Automatically summarizing vast amounts of on-line quantitative data with a short natural language paragraph has a wide range of real-world applications. However, this specific task raises a number of difficult issues that are quite distinct from the generic task of language generation: conciseness, complex sentences, floating concepts, historical background, paraphrasing power and implicit content. In this thesis, I address these specific issues by proposing a new generation model in which a first pass builds a draft containing only the essential new facts to report and a second pass incrementally revises this draft to opportunistically add as many background facts as can fit within the space limit. This model requires a new type of linguistic knowledge: revision operations, which specifies the various ways a draft can be transformed in order to concisely accommodate a new piece of information. I present an in-depth corpus analysis of human-written sports summaries that resulted in an extensive set of such revision operations.

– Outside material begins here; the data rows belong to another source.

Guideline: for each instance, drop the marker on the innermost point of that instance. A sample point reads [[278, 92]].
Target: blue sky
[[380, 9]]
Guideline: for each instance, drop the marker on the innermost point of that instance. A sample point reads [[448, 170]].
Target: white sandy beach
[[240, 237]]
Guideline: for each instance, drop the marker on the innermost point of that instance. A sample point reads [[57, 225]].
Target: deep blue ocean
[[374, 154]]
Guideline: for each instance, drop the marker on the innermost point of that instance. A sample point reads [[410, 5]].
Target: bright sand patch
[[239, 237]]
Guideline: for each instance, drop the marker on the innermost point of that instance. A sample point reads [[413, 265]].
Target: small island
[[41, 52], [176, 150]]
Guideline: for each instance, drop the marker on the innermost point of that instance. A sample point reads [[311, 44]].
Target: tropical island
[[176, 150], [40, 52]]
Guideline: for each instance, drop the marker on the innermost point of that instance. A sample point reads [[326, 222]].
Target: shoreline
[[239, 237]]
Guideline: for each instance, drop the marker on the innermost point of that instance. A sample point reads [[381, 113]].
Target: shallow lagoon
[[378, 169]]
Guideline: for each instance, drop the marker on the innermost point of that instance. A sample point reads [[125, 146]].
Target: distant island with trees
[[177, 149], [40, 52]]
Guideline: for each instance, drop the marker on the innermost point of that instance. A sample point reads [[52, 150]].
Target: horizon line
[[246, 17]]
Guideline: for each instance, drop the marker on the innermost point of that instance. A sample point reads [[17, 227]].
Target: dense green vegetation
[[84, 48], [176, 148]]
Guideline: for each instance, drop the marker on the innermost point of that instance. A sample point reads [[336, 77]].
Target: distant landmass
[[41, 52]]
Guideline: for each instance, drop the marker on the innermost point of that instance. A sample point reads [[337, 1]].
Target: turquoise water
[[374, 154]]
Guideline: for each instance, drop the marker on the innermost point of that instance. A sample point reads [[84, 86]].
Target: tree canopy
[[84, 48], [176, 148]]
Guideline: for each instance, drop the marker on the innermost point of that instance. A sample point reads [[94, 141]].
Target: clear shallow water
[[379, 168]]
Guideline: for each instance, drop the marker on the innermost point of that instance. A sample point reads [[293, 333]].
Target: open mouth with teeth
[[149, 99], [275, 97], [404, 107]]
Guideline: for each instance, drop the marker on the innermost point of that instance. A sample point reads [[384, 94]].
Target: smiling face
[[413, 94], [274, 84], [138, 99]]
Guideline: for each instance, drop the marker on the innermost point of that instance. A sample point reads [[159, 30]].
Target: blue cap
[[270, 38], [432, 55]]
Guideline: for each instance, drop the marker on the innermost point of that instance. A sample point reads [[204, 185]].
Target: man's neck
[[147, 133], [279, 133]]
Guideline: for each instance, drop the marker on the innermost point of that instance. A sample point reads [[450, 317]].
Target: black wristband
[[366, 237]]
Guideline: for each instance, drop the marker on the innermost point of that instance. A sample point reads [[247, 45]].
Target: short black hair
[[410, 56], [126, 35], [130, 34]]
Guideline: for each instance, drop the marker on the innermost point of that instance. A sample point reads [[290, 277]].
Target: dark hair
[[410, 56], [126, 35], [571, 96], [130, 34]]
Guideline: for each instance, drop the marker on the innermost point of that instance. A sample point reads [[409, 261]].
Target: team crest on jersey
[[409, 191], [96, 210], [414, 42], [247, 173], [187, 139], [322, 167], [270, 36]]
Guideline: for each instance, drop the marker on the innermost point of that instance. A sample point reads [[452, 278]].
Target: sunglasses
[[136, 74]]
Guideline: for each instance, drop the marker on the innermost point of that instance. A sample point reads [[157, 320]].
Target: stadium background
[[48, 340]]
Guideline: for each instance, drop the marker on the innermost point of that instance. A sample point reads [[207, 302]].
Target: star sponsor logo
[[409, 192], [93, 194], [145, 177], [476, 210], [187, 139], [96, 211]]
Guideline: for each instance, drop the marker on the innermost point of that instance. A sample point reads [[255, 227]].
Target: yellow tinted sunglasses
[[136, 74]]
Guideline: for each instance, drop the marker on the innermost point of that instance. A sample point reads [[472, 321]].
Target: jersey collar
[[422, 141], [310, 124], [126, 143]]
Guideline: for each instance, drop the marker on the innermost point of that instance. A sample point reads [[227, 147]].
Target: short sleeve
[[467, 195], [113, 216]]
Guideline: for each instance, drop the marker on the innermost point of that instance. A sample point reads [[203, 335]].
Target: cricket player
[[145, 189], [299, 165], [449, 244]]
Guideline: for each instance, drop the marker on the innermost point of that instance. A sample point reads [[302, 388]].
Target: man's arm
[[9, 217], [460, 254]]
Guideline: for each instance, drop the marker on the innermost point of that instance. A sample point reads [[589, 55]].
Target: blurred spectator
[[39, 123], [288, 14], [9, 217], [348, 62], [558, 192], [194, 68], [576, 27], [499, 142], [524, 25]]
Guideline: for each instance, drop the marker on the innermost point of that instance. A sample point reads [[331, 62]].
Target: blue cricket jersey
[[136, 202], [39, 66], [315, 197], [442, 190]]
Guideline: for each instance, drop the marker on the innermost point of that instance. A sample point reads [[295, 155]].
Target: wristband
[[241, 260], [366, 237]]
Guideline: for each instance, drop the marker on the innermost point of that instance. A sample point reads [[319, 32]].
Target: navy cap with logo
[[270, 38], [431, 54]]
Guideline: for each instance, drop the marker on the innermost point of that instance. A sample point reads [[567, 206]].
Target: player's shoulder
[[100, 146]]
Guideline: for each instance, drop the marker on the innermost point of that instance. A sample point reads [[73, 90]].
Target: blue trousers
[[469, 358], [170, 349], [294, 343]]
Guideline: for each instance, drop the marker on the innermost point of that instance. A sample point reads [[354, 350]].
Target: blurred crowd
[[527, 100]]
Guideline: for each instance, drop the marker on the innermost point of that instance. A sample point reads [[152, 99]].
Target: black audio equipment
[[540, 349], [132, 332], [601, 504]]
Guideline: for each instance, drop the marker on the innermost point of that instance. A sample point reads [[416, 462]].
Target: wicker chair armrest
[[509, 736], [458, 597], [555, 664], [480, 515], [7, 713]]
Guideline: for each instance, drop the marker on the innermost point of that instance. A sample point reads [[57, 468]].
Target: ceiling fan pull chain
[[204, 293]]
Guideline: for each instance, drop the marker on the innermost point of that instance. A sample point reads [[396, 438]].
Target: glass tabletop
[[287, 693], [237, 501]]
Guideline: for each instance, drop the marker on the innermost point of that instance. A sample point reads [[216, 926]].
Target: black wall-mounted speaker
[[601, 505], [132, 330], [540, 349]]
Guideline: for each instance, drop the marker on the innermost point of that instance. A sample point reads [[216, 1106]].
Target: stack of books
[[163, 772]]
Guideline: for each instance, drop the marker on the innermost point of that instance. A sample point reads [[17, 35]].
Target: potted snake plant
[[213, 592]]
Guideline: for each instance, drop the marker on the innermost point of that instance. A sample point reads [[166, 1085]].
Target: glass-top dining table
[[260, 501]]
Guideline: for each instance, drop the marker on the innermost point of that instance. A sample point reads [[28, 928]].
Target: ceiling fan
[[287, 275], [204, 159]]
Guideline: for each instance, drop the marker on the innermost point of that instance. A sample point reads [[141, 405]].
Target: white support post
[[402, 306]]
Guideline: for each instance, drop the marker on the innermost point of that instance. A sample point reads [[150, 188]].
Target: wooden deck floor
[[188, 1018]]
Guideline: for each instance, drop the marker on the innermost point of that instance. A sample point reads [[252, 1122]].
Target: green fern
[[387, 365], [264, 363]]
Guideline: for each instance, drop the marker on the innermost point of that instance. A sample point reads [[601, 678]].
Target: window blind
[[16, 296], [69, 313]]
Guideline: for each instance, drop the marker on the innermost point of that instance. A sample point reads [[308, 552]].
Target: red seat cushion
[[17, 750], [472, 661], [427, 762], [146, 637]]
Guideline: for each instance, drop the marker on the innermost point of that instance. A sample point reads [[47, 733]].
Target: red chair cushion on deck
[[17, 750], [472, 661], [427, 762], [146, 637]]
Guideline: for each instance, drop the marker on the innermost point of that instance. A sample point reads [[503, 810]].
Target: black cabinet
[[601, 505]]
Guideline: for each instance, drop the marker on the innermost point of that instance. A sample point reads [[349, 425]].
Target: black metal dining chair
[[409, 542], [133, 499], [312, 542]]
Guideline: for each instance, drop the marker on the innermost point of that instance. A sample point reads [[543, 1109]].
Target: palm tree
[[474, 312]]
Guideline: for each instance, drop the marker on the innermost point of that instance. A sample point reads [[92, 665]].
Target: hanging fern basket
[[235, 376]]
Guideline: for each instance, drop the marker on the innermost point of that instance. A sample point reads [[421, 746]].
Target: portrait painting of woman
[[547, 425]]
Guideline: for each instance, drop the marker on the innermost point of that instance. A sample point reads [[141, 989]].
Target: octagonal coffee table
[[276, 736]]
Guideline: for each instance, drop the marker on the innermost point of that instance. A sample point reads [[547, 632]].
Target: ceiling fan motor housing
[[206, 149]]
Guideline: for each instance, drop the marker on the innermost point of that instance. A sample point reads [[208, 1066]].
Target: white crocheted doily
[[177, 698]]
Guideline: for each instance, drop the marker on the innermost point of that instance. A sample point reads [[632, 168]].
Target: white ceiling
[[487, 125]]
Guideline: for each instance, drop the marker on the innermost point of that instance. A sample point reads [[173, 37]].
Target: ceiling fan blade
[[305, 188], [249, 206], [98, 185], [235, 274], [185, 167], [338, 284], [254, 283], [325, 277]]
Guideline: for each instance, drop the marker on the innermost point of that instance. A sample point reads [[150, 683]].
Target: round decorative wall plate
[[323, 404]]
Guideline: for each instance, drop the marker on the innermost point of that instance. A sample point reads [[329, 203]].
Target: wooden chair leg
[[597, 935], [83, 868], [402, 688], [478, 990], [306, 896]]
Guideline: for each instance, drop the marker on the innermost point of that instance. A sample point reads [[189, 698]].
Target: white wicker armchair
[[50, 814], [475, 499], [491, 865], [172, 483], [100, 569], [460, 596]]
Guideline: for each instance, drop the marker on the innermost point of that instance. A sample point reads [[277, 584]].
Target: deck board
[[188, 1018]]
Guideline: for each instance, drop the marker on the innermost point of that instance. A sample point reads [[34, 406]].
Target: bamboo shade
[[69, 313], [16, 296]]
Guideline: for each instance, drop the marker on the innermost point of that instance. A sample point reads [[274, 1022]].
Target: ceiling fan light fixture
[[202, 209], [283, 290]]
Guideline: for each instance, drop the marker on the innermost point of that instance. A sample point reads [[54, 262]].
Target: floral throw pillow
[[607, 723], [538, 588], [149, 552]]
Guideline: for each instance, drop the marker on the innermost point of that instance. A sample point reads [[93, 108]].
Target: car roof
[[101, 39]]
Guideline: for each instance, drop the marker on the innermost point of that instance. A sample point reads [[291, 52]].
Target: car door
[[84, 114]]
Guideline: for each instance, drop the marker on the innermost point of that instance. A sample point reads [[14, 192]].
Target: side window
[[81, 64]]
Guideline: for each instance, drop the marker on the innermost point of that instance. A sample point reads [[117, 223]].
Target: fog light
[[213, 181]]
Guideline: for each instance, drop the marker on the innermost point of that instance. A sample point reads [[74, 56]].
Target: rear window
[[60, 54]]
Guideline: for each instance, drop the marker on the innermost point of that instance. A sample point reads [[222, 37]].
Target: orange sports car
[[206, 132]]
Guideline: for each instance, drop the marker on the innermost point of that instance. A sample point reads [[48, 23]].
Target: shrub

I also present the implementation, based on functional unification grammars, of the system scSTREAK, which relies on these operations to incrementally generate complex sentences summarizing basketball games. This thesis also contains two quantitative evaluations. The first shows that the new revision-based generation model is far more robust than the one-pass model of previous generators. The second evaluation demonstrates that the revision operations acquired during the corpus analysis and implemented in scSTREAK are, for the most part, portable to at least one other quantitative domain (the stock market). scSTREAK is the first report generator that systematically places the facts which it summarizes in their historical perspective. It is more concise than previous systems thanks to its ability to generate more complex sentences and to opportunistically convey facts by adding a few words to carefully chosen draft constituents. The revision operations on which scSTREAK is based constitute the first set of corpus-based linguistic knowledge geared towards incremental generation. The evaluation presented in this thesis is also the first attempt to quantitatively assess the robustness of a new generation model and the portability of a new type of linguistic knowledge.